On the flipside, bond markets and commodities appear to be pricing a slower growth environment for the second half of the year. In short, despite their rebound from 2022, bond markets haven’t been able to keep pace with equity markets.
“Equity markets have been taking the opportunity to rally whenever they have had the chance. Any good news has been rewarded with performance,” said Michael Dyer, Investment Director, Multi Asset and Equities.
A disciplined approach has also been key, alongside the ability to be flexible. “A common discussion with investors has been to avoid wasting efforts on assets where we are not getting paid enough to take the risk,” he added, “and instead wait for good entry points which are more aligned with more attractive valuations.”
At the same time, the rest of 2023 looks potentially precarious, as nerves start to creep in due to the increasing fragility in the US economy and the growing likelihood of recession.
Investor sentiment reflects the wariness. “Equity and bond markets are sending inconsistent signals about their perception of risk,” said Dyer. “Equity volatility remains subdued while bond market volatility is elevated. However, in the second half of the year, we expect a pick-up in equity volatility.”
And from a valuations perspective, cash and bond yields are pushing new highs while equity earnings yields remain below October levels. This is creating good opportunities for stock picking, basing selections on valuations.

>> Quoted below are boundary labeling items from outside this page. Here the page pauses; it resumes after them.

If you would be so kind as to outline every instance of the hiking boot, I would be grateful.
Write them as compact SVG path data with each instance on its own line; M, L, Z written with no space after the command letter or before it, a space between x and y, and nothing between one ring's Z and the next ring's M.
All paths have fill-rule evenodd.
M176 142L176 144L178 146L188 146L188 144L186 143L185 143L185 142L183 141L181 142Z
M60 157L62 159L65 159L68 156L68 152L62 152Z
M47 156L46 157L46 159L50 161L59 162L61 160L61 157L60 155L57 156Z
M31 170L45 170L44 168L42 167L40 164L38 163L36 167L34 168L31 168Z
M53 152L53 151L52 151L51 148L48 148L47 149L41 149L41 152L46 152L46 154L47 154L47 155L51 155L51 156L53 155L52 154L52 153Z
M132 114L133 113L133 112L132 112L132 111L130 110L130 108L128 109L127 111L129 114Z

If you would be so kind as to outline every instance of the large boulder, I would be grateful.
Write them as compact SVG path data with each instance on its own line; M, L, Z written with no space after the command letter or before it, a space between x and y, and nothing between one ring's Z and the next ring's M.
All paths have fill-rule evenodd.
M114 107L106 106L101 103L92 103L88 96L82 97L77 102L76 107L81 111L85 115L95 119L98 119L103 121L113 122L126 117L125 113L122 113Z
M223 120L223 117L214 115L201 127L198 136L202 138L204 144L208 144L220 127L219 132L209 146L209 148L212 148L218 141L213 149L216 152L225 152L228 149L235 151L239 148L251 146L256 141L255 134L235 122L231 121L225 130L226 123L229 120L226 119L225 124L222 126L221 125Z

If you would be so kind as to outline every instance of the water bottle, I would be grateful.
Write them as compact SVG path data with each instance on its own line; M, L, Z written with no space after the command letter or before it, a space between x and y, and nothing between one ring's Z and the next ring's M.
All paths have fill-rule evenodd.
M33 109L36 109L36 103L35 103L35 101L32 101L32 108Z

As investors assess opportunities by region, Dyer thinks Europe and Asia look more attractive than the US. “After a protracted period of outperformance, given by substantial earnings delivery, US stocks now look expensive versus the rest of the world.”
Yet multi-asset approaches cannot overlook the need to be well diversified. As a result, with government bond valuations restored, correlations with equities have declined, in turn enabling government bond markets to regain some credibility as potential ‘safe haven’ diversifiers.
Dyer also sees opportunities from the elevated carry available with certain currencies, to provide a margin of safety for future spot price volatility.
The views expressed in this document should not be taken as a recommendation, advice or forecast. Past performance is not a guide to future performance. The value of investments will fluctuate, which will cause prices to fall as well as rise and you may not get back the original amount you invested.